The following little treatise, was written in the autumn of the year eighteen hundred and twenty-four; when from the urgency of my common avocation, and from a desire to remain incognito, the manuscript was placed in the hands of a friend of Captain Symmes for publication. As it was not my intention to seek a publisher, or make advances to facilitate its progress, I left the country for a considerable length of time, without paying any further attention to the subject. Various difficulties intervening, delayed the publication, until subsequent events, have destroyed my chief inducement; which was, that these speculations, compiled from a cursory examination of facts, should go forth as a harbinger, merely, and not "follow in the wake," of public investigation.
THE AUTHOR.
March, 1826.
Preface.
The author of the following pages does not write because he is a learned man; he is conscious of the reverse; and that his merits give him no claim to that appellation; neither does he make this attempt because he is well acquainted with either the new, or the old theories of the earth; but, from having observed that the Theory of Concentric Spheres has been before the world for six or seven years, without attracting the attention of the scientific, except in a very few instances;—few besides the author himself having come forward to advocate its correctness. The newspaper scribblers, who have noticed the theory at all, have almost uniformly appeared to consider it as a fit subject on which to indulge their wit, the sallies of which, clothed in all the humour and satire their fancies could suggest, have in some degree had a tendency to throw around it an air of levity very unfavourable to serious investigation. But to deal in sarcasm is not always reasoning; and the truth is not to be ascertained by indulging in ridicule.
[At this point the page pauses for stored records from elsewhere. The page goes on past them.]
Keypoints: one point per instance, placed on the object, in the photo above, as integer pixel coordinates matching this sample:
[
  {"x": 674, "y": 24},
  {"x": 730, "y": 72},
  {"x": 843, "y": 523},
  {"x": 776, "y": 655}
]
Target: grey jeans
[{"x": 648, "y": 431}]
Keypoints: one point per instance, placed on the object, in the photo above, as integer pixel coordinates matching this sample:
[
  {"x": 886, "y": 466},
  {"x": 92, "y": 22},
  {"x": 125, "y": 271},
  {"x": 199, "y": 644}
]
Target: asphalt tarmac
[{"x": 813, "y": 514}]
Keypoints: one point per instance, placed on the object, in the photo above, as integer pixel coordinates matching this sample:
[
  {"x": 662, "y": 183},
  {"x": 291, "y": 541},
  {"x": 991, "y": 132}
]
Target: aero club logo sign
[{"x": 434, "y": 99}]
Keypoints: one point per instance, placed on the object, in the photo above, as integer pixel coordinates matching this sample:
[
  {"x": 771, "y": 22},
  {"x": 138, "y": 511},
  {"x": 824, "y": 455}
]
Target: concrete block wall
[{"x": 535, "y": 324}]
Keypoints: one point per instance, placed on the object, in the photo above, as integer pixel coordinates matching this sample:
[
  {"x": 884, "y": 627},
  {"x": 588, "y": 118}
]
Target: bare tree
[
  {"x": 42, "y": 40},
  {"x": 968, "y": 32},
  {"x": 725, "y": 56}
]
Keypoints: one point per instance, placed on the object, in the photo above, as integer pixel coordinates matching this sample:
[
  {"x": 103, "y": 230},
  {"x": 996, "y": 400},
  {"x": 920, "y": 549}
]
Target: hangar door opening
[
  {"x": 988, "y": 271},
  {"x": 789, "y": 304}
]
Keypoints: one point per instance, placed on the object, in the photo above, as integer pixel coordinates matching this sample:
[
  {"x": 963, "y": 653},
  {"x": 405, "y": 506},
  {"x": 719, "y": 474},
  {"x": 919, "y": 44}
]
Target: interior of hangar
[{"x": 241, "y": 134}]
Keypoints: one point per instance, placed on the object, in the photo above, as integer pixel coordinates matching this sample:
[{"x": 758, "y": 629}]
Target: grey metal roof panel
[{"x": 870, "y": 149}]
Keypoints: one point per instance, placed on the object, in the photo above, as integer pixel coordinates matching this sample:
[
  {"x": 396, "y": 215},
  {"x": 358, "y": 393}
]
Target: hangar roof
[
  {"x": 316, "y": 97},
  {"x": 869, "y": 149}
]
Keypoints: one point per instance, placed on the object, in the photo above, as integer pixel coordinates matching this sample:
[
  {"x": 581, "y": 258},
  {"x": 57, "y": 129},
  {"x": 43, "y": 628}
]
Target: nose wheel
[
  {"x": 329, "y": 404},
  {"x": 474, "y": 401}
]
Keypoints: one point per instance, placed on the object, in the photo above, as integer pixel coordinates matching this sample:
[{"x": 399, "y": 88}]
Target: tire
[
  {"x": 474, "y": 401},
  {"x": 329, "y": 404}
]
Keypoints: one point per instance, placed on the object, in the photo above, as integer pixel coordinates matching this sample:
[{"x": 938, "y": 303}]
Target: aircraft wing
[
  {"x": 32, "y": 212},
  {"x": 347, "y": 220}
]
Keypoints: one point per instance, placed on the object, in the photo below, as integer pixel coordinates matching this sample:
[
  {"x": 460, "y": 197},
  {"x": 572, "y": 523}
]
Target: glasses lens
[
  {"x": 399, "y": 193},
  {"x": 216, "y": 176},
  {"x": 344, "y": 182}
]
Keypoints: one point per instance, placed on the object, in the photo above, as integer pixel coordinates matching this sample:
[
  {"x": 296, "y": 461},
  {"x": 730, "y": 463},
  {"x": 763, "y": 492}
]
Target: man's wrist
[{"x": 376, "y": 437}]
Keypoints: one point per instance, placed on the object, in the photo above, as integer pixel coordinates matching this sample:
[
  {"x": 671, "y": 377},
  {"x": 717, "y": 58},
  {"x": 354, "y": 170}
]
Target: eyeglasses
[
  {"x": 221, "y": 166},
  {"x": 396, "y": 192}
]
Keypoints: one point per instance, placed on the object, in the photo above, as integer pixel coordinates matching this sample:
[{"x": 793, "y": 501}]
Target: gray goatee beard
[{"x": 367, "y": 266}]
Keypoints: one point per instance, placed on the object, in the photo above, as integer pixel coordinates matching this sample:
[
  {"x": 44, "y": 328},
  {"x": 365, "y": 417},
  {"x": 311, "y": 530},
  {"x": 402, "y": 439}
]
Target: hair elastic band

Considerations of this nature, first induced the author to devote a short time to the task of investigating a subject, to which he had paid but little attention, and to give the several papers, published by Captain Symmes, a cursory examination; in the course of which, he noted such of Symmes's principles and proofs as attracted his attention, as they occurred; and has since presumed to arrange them in such order as his own fancy suggested; supposing that, as they had struck forcibly on his mind, they might perhaps attract the attention of some other person, whose habits of thinking may be similar to his own. He has in a few instances inserted, in addition to those which he has seen advanced by Captain Symmes, such reasons and proofs in support of the theory as occurred to him at the time. However, he has no claim to originality; as he has made a liberal use of the publications of Captain Symmes, as well as the remarks made on them by others, which came in his way.
The reader will not look for a complete analysis of the theory in this short treatise; it is not intended as such by the author, his object being merely to attract the attention of the learned, who are in the habit of indulging in more abstruse researches into the operation and effect of natural causes; and should it be found to merit the attention of such, it is hoped their enquiries may be so directed as to accelerate the march of scientific improvement, enlarge the field of philosophic speculation, and open to the world new objects of ambition and enterprise.
Should he therefore be fortunate enough to make any observations, or indulge in any reflections, in the course of the following chapters, that may merit the attention of the reader, he hopes they may in some degree atone for the many defects which will doubtless be discovered; with a sincere wish, that gentlemen of literature and science, who have made deeper researches than he pretends to, will have the goodness to correct them.